Abraham Lincoln and America's bid for supremacy

... "...Historians of the period agree that his abolition of slavery in 1862 was more a strategic move to win the war than an act of moral conviction. Disagreement over trade policy, in fact, was at least as important as, and possibly more important than, slavery in bringing about the Civil War. ...

"...once elected, Lincoln raised industrial tariffs to their highest level so far in US history. The expenditure for the Civil War was given as an excuse - in the same way in which the first significant rise in US tariffs came about during the Anglo-American (1821-1816). However, after the war, tariffs stayed at the wartime levels or above.
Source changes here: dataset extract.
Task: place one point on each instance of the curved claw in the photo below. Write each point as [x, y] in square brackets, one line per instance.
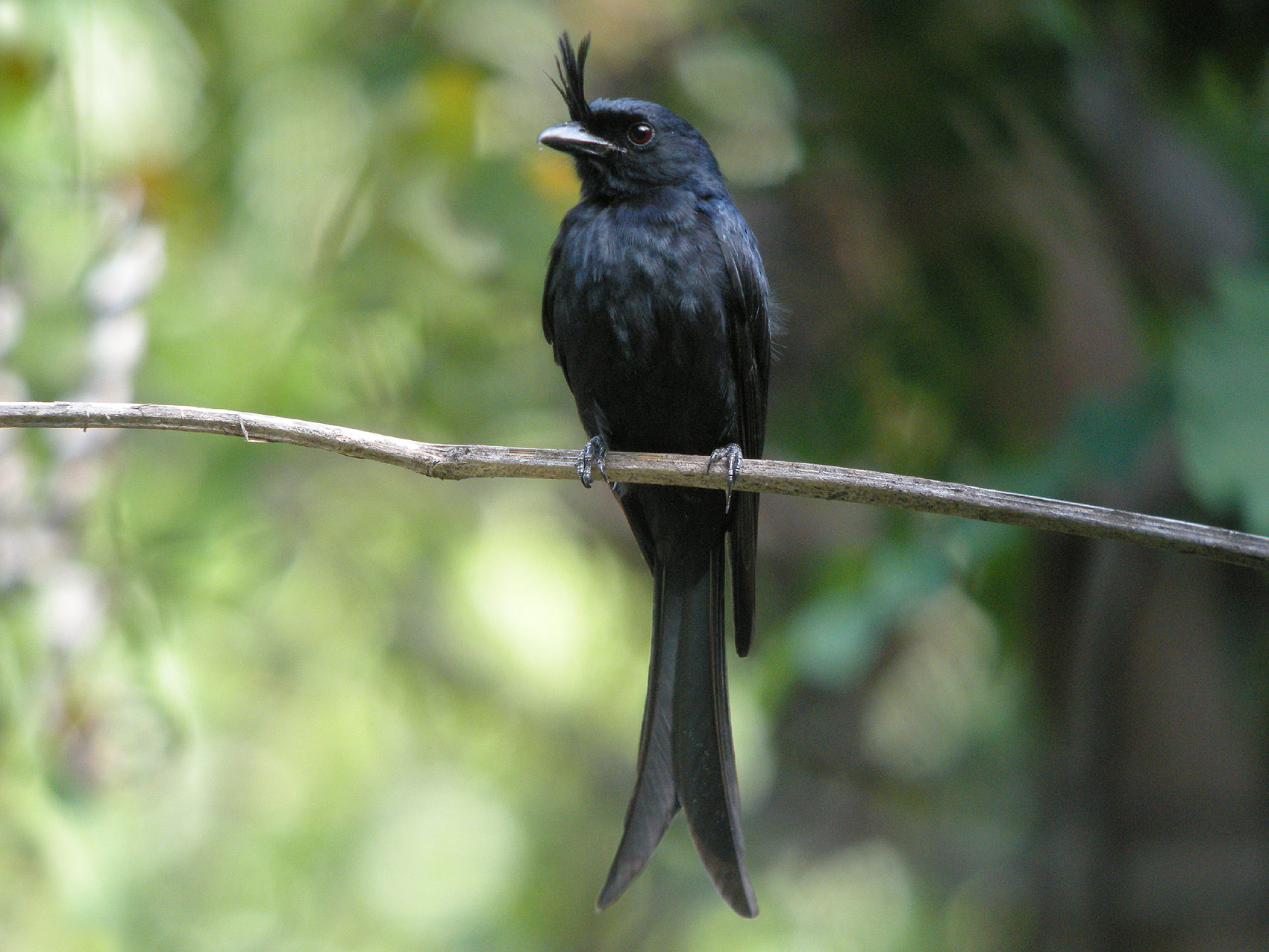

Tariffs on manufactured imports remained at 40-50% until the First World War, and were the highest of any country of the world.
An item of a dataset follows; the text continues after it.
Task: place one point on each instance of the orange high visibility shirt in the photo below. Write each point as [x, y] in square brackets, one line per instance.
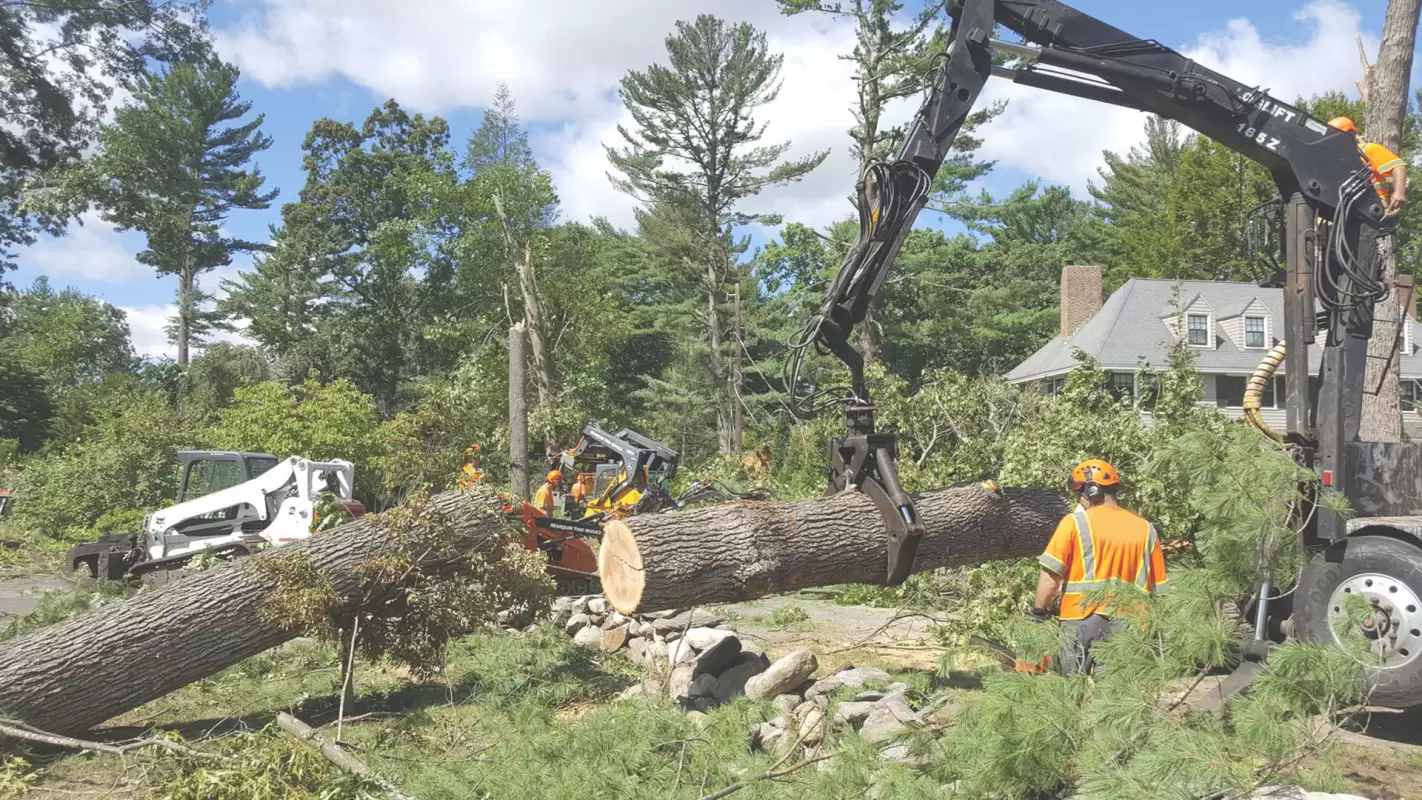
[1381, 161]
[543, 499]
[1104, 544]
... "Despite being the most protectionist country in the world throughout the 19th century and right up to the 1920s, the US was also the fastest growing economy.

... "It was only after the Second World War that the US with its industrial supremacy now unchallenged - liberalized its trade and started championing the cause of free trade... It has also been much more aggressive in using non-tariff protectionist measures when necessary. Moreover, even when it shifted to freer (if not absolutely free) trade, the US government promoted key industries by another means, namely, public funding of R&D.
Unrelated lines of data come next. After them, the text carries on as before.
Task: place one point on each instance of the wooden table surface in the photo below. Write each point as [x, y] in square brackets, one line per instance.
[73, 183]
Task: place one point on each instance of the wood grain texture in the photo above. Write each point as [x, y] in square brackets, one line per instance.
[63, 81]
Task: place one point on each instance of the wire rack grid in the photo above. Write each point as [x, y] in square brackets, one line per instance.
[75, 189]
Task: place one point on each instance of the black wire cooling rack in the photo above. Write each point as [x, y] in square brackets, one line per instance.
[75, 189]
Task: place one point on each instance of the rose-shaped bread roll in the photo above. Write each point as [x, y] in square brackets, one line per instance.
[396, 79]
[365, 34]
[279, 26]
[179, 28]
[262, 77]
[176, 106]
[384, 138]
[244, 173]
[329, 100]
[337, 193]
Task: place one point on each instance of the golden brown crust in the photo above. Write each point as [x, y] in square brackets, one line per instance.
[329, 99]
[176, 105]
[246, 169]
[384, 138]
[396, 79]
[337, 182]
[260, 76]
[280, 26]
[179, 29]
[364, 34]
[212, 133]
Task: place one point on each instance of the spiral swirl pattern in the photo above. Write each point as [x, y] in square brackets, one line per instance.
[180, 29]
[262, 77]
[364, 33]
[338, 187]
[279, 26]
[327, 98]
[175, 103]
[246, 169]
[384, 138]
Other countries, guilty secrets

... "...the two champions of free trade, Britain and the US, were not only not free trade economics, but had been the two protectionist economies among rich countries - that is, until they each became the world's dominant industrial power.

... "In the early days of their industrialization, when there were not enough private sector entrepreneurs who could take on risky, large-scale ventures, most of today's rich country governments (except the US and the British) set up state-owned enterprises. In some case, they provided so many subsidies and other help (e.g. poaching skilled workers from abroad) to some private-sector enterprises that they were effectively public-private joint ventures.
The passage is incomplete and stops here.